Regarding molecular classification, EBV + GCs showed a higher density of T cells, which is in line with previous studies [35, 67]. The higher number of T cells in EBV + GCs is attributed to the relatively favorable clinical course in patients with EBV + GCs [68, 69]. Although the density of stromal and intratumoral CD57 + T cells differed according to the molecular subtypes, interpreting these results in this study is limited due to small sized sample. The significance of these differences with reference to clinical outcomes should be further validated in a large cohort.

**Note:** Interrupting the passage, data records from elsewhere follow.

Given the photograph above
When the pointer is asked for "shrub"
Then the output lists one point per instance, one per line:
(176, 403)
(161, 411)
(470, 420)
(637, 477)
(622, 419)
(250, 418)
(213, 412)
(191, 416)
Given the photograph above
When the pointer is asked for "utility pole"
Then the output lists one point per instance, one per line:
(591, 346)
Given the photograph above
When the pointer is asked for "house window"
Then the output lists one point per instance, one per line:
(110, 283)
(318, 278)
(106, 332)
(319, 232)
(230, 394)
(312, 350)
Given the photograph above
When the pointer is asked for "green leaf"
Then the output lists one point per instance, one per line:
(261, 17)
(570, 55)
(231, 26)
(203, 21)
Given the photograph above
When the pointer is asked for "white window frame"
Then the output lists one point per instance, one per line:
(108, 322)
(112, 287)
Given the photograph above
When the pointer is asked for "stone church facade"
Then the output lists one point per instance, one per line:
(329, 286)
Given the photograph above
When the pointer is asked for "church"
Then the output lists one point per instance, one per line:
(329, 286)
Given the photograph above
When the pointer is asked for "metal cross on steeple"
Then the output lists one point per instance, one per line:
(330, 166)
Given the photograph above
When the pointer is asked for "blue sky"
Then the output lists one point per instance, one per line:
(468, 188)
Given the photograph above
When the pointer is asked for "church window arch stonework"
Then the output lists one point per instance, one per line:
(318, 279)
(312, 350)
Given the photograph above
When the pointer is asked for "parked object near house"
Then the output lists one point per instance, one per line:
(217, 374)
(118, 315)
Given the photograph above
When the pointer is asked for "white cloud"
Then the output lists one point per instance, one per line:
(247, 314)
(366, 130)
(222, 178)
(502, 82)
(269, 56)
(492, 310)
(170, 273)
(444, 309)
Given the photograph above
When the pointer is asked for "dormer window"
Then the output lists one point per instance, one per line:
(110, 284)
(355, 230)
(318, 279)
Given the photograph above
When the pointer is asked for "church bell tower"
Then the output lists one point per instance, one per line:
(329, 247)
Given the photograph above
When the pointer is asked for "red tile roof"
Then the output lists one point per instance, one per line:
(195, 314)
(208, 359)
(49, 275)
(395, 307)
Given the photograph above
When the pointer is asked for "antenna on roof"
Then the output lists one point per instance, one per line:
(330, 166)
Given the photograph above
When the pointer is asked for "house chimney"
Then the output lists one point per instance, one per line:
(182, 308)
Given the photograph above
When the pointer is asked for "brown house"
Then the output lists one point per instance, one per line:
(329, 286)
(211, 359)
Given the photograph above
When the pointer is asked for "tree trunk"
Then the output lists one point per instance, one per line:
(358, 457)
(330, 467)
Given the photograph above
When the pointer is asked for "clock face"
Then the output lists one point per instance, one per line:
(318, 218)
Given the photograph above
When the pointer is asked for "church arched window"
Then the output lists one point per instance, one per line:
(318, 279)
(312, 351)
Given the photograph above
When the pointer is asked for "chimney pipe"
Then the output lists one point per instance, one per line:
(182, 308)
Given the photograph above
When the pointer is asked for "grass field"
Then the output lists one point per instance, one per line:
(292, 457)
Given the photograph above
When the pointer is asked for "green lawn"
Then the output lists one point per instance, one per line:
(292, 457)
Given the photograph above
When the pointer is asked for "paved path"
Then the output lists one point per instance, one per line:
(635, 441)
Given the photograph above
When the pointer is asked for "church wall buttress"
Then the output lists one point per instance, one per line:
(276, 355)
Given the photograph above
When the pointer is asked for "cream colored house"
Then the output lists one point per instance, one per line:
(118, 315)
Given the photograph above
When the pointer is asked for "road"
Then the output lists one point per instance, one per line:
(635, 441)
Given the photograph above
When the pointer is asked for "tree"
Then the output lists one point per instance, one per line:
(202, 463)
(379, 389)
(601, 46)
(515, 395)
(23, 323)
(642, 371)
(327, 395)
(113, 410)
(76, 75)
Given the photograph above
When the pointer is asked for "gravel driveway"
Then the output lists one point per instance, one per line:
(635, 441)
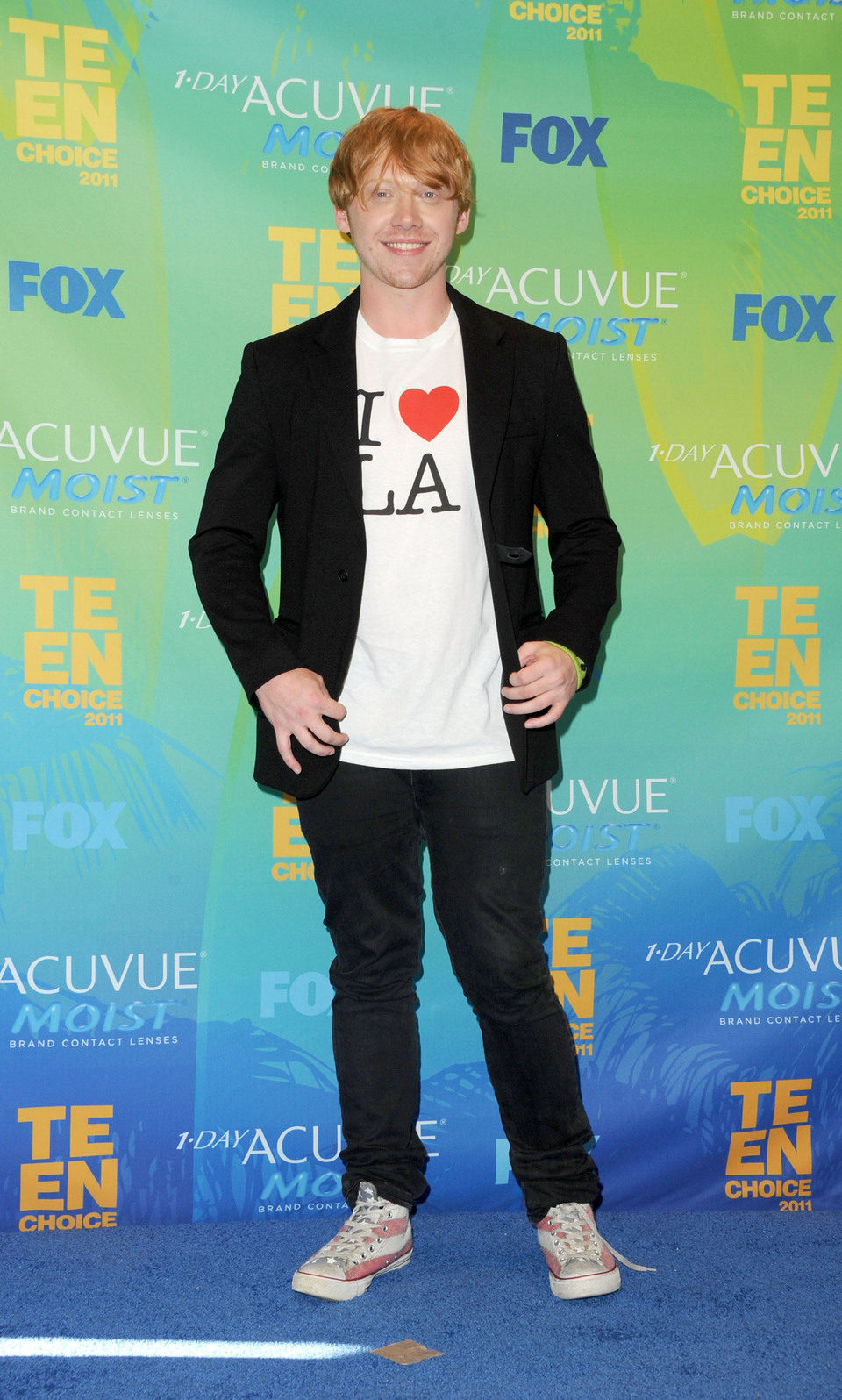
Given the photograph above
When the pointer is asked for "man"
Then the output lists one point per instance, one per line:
(404, 439)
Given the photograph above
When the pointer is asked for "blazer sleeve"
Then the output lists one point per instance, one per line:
(583, 539)
(230, 542)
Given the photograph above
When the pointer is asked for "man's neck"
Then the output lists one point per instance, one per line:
(404, 315)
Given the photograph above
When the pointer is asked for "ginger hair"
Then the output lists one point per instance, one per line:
(416, 143)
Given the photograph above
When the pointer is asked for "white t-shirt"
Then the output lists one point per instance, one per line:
(423, 689)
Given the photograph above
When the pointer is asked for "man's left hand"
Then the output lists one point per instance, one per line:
(546, 681)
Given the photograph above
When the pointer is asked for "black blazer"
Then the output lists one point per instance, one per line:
(289, 446)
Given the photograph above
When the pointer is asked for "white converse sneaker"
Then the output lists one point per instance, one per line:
(376, 1238)
(581, 1263)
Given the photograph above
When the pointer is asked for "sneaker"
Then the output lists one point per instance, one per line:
(376, 1238)
(581, 1263)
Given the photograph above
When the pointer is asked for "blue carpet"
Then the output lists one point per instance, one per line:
(743, 1305)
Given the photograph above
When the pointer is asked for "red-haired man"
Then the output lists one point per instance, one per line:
(407, 692)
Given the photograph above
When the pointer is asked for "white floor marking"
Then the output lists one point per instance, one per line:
(153, 1347)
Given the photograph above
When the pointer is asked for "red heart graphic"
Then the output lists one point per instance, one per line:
(428, 413)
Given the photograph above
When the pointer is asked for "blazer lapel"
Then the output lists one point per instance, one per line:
(334, 391)
(489, 371)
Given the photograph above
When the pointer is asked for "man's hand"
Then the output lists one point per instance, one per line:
(546, 681)
(296, 703)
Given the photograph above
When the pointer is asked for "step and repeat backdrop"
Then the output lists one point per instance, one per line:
(660, 185)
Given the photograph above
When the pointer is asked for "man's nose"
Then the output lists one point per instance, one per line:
(406, 213)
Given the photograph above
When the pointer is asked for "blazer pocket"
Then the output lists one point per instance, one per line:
(512, 554)
(522, 429)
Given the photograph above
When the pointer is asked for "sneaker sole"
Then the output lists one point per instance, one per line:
(341, 1289)
(588, 1285)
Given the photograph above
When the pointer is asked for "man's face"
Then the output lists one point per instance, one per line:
(402, 230)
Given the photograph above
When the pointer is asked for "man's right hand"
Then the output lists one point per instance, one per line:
(296, 704)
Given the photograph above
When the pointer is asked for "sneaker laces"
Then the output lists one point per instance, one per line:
(571, 1226)
(359, 1235)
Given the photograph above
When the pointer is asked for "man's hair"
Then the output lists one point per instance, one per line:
(416, 143)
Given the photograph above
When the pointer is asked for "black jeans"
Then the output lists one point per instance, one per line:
(487, 852)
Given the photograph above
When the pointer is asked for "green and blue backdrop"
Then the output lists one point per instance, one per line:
(656, 181)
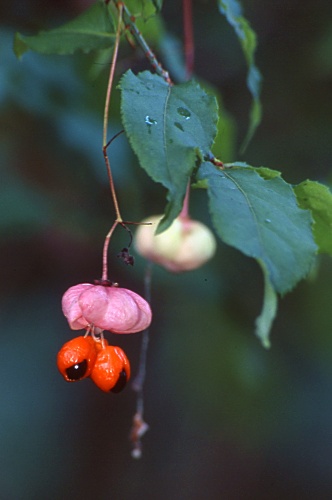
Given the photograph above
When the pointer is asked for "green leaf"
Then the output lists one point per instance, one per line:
(261, 218)
(269, 311)
(167, 126)
(158, 4)
(91, 30)
(318, 198)
(232, 10)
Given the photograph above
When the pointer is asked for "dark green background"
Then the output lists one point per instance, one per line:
(227, 419)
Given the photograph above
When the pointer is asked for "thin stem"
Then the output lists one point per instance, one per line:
(189, 53)
(106, 114)
(189, 49)
(139, 426)
(105, 251)
(111, 75)
(129, 21)
(184, 214)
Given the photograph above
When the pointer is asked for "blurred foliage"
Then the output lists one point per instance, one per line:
(227, 419)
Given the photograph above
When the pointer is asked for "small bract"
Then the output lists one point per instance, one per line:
(111, 308)
(186, 245)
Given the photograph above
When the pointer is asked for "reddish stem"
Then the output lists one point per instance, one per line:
(105, 251)
(106, 113)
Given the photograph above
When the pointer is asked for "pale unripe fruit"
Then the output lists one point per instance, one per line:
(186, 245)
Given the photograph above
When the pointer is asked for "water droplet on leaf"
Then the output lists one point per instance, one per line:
(179, 126)
(149, 122)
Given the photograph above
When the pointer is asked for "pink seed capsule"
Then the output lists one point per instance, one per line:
(111, 308)
(186, 245)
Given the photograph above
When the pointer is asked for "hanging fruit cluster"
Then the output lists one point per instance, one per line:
(97, 308)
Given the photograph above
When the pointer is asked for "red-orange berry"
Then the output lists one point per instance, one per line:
(76, 358)
(111, 370)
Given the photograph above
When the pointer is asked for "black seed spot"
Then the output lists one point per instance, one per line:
(121, 383)
(77, 371)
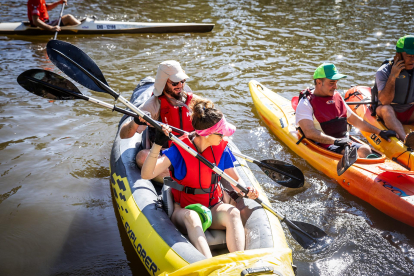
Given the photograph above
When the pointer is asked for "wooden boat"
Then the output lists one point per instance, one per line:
(143, 208)
(93, 26)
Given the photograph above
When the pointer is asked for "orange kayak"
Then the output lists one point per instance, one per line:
(382, 183)
(394, 150)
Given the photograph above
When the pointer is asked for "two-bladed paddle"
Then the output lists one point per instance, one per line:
(55, 87)
(349, 158)
(281, 172)
(75, 63)
(60, 18)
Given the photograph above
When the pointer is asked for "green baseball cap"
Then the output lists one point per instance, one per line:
(327, 70)
(204, 213)
(405, 44)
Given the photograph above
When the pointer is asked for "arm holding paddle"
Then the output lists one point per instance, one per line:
(71, 60)
(42, 25)
(51, 6)
(359, 123)
(151, 108)
(310, 131)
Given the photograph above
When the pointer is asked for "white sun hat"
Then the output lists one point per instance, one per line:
(169, 69)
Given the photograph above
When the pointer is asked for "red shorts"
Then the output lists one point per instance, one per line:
(404, 117)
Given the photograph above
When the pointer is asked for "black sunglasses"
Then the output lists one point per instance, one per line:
(176, 83)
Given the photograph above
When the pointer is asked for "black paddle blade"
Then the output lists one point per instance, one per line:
(47, 84)
(63, 55)
(349, 158)
(273, 167)
(308, 235)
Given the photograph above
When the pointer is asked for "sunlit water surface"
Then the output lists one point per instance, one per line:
(56, 211)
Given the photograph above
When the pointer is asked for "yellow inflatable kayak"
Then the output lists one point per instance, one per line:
(394, 150)
(379, 181)
(144, 210)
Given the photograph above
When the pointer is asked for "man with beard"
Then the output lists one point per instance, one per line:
(168, 104)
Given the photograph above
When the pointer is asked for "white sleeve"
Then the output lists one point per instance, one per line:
(304, 110)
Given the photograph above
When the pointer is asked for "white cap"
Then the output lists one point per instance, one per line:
(169, 69)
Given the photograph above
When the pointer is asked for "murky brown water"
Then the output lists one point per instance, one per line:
(56, 211)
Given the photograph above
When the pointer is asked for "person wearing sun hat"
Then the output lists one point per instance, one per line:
(395, 84)
(168, 104)
(192, 182)
(329, 108)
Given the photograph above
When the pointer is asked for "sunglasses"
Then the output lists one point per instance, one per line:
(176, 83)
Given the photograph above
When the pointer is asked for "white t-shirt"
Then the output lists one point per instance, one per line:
(304, 110)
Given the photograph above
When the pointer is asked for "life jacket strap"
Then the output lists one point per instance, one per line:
(168, 181)
(301, 138)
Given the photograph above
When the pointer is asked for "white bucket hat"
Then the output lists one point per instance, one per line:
(169, 69)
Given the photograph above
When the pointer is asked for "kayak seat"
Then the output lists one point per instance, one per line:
(216, 239)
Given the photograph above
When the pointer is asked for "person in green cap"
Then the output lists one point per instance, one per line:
(395, 83)
(329, 108)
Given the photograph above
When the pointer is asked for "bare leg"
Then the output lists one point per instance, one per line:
(386, 112)
(189, 221)
(140, 159)
(68, 20)
(226, 216)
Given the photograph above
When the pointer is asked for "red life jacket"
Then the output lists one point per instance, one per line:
(199, 176)
(176, 116)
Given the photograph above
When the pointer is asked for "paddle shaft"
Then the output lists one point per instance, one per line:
(178, 142)
(60, 18)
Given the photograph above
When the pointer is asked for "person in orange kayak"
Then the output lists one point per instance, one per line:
(195, 183)
(329, 108)
(395, 84)
(38, 15)
(169, 104)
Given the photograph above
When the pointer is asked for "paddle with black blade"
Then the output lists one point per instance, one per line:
(79, 66)
(52, 86)
(349, 158)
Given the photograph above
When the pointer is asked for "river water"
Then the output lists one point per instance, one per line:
(57, 216)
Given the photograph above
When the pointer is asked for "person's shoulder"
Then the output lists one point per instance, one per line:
(385, 67)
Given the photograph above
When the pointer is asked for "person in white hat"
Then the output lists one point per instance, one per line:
(168, 104)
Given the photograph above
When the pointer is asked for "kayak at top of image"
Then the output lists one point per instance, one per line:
(92, 26)
(394, 150)
(145, 208)
(379, 181)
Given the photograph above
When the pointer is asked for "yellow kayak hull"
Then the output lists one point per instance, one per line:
(394, 150)
(382, 183)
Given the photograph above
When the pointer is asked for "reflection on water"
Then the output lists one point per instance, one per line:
(57, 215)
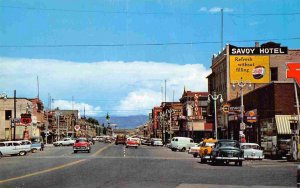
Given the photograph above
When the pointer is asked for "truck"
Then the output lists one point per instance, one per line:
(64, 142)
(275, 147)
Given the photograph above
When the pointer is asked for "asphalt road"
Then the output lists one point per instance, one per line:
(110, 165)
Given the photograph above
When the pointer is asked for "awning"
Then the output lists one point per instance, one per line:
(283, 124)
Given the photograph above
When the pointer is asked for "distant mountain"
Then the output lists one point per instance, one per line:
(125, 122)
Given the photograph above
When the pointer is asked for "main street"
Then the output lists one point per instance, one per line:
(110, 165)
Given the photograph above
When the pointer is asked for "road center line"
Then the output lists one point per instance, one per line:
(52, 169)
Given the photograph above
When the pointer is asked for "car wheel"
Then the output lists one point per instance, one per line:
(33, 150)
(240, 163)
(22, 153)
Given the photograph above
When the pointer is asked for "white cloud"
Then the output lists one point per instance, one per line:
(69, 105)
(139, 102)
(215, 9)
(109, 85)
(203, 9)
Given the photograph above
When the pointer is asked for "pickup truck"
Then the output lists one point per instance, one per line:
(82, 144)
(32, 146)
(64, 142)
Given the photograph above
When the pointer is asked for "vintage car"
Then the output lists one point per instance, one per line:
(195, 150)
(13, 148)
(64, 142)
(132, 142)
(226, 151)
(206, 149)
(82, 144)
(252, 151)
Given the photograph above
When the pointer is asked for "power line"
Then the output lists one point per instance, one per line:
(145, 13)
(143, 44)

Lastly, we demonstrated that HLA-E expression correlated with intratumoral T cells, B cells, and macrophages, but not CD57 + NK cells. Upon ligation with peptide-loaded HLA-E molecules on tumor cells, NKG2A induces the downregulation of NK cell function, thereby leading to immune escape. Ironically, HLA-E expression on tumor cells is induced by interferon-gamma (IFN-γ), which is produced by active immune cells [70]. A positive correlation between HLA-E expression in tumor cells and T cells [71] and NKG2A + immune cells [72] was reported, as well as a negative correlation with CD57 + immune cells [73]. Although our study failed to identify a direct correlation between HLA-E expression with CD57 + NK cells or NKG2A + cells, correlation with other immune cells suggests that HLA-E could be induced by active anti-tumor immune response possibly to bypass NKG2A + T and CD57 + NK cells.

Conclusions

Our study has a limitation because this was a retrospective study and was composed of small sized cohort. However, we observed that intratumoral CD57 + NK cells and CD57 + NKG2A + NK cells were associated with poor outcomes. This suggests that NK cells play an important role in GC progression, although their density was the lowest among other immune cells. Therefore, targeting NK cell inhibitory receptors, such as NKG2A, may lead to successful GC treatment strategies.